Dutch researchers are questioning the notion that more nurses equal better quality of care for long term and post-acute care residents.
Reviewing more than a decade’s worth of longitudinal studies on the correlation between nurse staffing and care quality, Maastricht University professor Romona Backhaus and her colleagues say they’ve found “no consistent evidence for a positive relationship between nurse staffing and QofC,” or quality of care.
“Our less-positive and unexpected result can partly be explained by the fact that we included only longitudinal studies,” Backhaus says. “In general, cross-sectional study designs, as included in the previous reviews, lead to more positive findings.”

Cross-sectional studies often offer just a snapshot, Backhaus argues, whereas longitudinal studies offer a deeper look of what’s happening long term. 
The inconsistencies were across the board, Backhaus and her colleagues found. For instance, one study in their review found that higher nurse staffing levels decreased hospitalizations, while three others found that higher staffing levels had no impact on hospitalizations. Previous researchers have also been split on whether more nurses mean fewer instances of the use of restraints, or more; four studies found that having more nurses meant fewer pressure ulcers, while another found that more nurses meant more pressure ulcers; other studies have shown that having more nurses either doesn’t change the level of help they provide with activities of daily living or that they actually provide less, Backhaus says in the latest issue of the Journal of the American Medical Directors Association.
Backhaus and her colleagues don’t say that more nurses are bad.

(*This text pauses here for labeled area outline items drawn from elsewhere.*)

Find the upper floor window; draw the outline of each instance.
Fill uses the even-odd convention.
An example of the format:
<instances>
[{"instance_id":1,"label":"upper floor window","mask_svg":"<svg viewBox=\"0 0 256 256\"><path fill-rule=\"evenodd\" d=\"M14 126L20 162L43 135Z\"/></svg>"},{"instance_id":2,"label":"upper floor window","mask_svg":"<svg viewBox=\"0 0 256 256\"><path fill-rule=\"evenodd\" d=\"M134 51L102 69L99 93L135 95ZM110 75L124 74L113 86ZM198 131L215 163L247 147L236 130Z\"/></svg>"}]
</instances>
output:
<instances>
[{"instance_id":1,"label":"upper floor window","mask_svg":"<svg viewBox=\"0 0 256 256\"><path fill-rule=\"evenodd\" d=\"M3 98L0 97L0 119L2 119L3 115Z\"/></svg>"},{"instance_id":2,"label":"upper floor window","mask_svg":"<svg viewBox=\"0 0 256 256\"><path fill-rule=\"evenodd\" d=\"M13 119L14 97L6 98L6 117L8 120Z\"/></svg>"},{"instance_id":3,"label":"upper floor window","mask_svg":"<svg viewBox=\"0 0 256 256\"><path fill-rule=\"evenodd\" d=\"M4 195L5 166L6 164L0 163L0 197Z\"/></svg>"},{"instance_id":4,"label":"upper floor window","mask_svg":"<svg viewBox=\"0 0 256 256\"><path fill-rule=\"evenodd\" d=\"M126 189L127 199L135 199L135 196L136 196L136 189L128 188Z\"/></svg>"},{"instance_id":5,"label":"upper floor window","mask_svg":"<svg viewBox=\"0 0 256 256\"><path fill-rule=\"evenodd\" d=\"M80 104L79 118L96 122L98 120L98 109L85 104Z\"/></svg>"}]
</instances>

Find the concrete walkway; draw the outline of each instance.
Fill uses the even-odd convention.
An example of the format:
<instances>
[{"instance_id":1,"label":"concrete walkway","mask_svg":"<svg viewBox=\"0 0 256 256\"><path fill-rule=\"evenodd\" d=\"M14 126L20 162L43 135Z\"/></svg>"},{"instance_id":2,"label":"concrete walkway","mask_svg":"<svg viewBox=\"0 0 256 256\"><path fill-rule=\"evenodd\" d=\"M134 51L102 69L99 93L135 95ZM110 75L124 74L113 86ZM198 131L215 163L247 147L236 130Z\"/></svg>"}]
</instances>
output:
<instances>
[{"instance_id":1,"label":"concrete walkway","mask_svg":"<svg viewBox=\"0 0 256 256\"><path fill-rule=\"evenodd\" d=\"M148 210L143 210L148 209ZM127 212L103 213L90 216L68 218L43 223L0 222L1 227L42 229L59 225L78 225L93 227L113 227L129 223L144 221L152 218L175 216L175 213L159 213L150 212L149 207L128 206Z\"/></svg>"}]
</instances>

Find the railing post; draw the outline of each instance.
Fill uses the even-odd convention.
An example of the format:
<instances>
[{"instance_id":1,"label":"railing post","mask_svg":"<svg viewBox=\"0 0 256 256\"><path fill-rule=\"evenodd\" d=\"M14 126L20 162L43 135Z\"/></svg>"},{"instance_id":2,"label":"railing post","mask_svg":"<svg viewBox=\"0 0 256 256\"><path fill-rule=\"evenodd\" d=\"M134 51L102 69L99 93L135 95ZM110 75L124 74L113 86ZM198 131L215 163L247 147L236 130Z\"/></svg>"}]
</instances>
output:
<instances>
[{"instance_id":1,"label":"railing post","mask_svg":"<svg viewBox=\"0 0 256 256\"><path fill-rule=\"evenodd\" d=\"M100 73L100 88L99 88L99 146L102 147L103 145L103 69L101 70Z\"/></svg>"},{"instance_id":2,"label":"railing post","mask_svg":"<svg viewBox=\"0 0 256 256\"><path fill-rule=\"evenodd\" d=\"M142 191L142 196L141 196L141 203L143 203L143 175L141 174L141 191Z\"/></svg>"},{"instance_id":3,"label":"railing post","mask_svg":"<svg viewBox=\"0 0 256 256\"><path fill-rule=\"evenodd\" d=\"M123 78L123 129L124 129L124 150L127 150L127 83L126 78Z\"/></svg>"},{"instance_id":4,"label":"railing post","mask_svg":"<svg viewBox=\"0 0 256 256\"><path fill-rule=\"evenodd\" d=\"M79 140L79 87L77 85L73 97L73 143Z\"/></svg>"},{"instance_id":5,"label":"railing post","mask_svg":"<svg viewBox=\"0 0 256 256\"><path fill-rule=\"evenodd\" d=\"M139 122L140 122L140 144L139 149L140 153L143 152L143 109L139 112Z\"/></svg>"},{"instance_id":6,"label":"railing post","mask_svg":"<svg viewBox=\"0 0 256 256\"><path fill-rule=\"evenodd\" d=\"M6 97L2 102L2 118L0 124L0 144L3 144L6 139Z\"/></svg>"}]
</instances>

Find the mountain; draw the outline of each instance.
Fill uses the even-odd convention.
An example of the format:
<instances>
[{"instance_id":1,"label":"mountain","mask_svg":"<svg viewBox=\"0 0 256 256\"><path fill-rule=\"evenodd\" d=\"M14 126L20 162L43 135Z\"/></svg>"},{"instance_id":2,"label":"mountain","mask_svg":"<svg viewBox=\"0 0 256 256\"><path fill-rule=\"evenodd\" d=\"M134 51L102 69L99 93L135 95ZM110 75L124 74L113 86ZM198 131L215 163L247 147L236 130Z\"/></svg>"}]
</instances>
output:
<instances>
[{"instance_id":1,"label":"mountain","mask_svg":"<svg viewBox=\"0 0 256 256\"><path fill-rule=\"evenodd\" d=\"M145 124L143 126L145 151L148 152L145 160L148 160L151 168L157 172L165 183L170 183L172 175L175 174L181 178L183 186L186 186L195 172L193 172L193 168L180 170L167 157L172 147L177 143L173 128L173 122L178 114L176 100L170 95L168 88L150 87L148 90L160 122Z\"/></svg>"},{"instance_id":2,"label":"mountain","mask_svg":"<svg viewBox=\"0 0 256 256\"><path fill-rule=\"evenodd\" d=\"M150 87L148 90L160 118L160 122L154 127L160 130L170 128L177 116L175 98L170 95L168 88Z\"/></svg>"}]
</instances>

But they do say that the research on the relationship between nurse staffing and quality has been wanting. Part of the problem, they say, is that researchers don’t understand the complex interplay involved in quality care, and instead assume that inputs have a direct line to outcomes.
“First, most studies hypothesized a linear relationship between nurse staffing and QofC outcomes, assuming that more staff would lead to better QofC outcomes,” Backhaus says. “As the relationship is probably nonlinear… this could be an explanation for the lack of effect.”
Further, researchers will have to be more careful in how they select quality measures because each category “only serves as a proxy for overall” quality, Backhaus says. 
“Further research is needed before firm conclusions can be drawn,” Backhaus writes. “To deepen our insight into the impact of nurse staffing on QofC in nursing homes, future studies should consider characteristics beyond those of quanty of care provided.”
In the same issue of the journal where Backhaus publishes her team’s findings, Indiana University Professor Greg Arling and University of Minnesota Professor Christine Mueller wonder whether the profession is “posing the wrong question.”
“Further research focused narrowly on the relationship between staffing and quality, with all its conceptual dimensions, is unlikely to give us a definitive answer,” they say. “Shouldn’t we be asking: How can we achieve better-quality nursing home care? And, how does the construct of staffing contribute to this goal?”